Een van de mooie mogelijkheden om democratie te vervolmaken is niet alleen ééns in de vier jaar de burgerij de kans te geven een keuze te maken, maar ook tussendoor de gelegenheid bieden om zich uit te spreken over door de overheid te nemen besluiten die te maken hebben met de directe leefomgeving. Participatie, heet dat. In de zestiger jaren heb ik als student voor het eerst mogen ruiken aan iets dergelijks. Dat heette toen nog inspraak.

Bij het invullen van wat die woorden participatie of inspraak aan verantwoordelijkheid met zich meebrengt, is er iets misgegaan. De laatste keren dat ik in een raadzaal de resultaten van een participatietraject opgesomd hoorde, klonken er steevast geluiden van participanten die heel verontwaardigd het bestuurlijke resultaat van het traject verwierpen. Zij hadden duidelijk aangegeven tegen te zijn. ‘Wij worden niet gehoord!’ is – naar ik vrees – de meest gehoorde reactie bij alle participatieronden. Het hardnekkigste ongehoordheidsyndroom wordt gevoeld bij zaken over het plaatsen van asielzoekers. ‘Asielzeikerds’ hoorde ik ooit zeggen over de groepen omwonenden en eenstukverderopwonenden.

In ons eigen West-Friesland kon je de afgelopen tijd twee verschillende omwonendengeluiden horen.

Het eerste geluid van kortgeleden konden we vernemen toen in Wervershoof een groep asielzoekers alweer moest verkassen naar een volgende crisisnoodopvang. De benauwd piepende omwonenden die eerst nog tegen waren geweest, waren omgeturnd tot een groep mensen die het helemaal niet zagen zitten dat die groep medemensen van elders alwéér weg moesten. ‘Het verslepen van een groep mensen waar je prettig mee kon samenleven is niet goed voor die mensen’, zo was de algemene opinie van de Wervershovers.

Daartegenover kun je een groep heldhaftig protesterende omwonenden zien, die het laten bevolken van een wooncomplex bij Lutjebroek door een groep asielzoekers uit Oekraïne absoluut niet zagen zitten. Oekraïense asielzoekers zijn met afstand de minst problematische groep asielzoekers, maar daar gaat het natuurlijk niet om. De opluchting bij het gemeentebestuur dat er voldaan moet worden aan de van bovenaf opgelegde verplichtingen van de spreidingswet kon niet worden gedeeld door de optrommelbare omwonenden. Ik weet niet of een uitgebreid participatietraject de groepsfoto had voorkomen.

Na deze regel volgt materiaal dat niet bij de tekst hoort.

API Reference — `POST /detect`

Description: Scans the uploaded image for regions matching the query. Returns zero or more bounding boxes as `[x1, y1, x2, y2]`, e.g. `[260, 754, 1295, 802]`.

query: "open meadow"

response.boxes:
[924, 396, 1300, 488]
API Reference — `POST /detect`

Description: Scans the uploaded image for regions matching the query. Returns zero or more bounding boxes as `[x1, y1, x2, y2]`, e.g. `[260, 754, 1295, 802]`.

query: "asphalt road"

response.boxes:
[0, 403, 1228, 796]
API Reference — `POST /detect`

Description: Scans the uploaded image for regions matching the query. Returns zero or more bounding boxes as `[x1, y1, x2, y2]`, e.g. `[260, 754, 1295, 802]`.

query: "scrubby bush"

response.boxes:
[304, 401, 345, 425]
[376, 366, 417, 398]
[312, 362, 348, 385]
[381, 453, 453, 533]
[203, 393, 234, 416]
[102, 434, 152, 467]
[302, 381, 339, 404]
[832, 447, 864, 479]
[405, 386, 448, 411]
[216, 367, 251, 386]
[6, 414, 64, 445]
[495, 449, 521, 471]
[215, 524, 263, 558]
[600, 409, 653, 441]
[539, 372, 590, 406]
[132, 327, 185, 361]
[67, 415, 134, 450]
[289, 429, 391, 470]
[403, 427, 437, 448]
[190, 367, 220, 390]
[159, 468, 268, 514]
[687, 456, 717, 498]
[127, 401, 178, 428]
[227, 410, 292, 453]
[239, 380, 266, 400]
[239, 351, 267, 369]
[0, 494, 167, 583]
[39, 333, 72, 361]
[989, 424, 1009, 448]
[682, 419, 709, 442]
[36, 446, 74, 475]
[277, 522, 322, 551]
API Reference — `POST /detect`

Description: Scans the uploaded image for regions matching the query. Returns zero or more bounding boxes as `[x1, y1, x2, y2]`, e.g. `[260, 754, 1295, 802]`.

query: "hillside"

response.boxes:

Minstens zo erg mag je de opstelling noemen van de bestuurders van het fraaie Opmeer. Daar zijn containers neergezet voor asielzoekenden, waaraan van alles mankeert. Geen warm water en wachtrijen buiten voor de douche. Elke camping met dergelijke belabberde faciliteiten zou binnen de kortste keren failliet raken omdat je er zelfs als gevangene niet in wil worden ondergebracht. Je kunt verbeten wachten op de cynicus die beweert dat dit altijd nog beter is dan onder de blote hemel bivakkeren buiten de AZC in Ter Apel. Ter Apel, de schandvlek van de Nederlandse beschaving. Ik probeer trots te zijn op mijn status als West-Fries, maar hoe lang nog?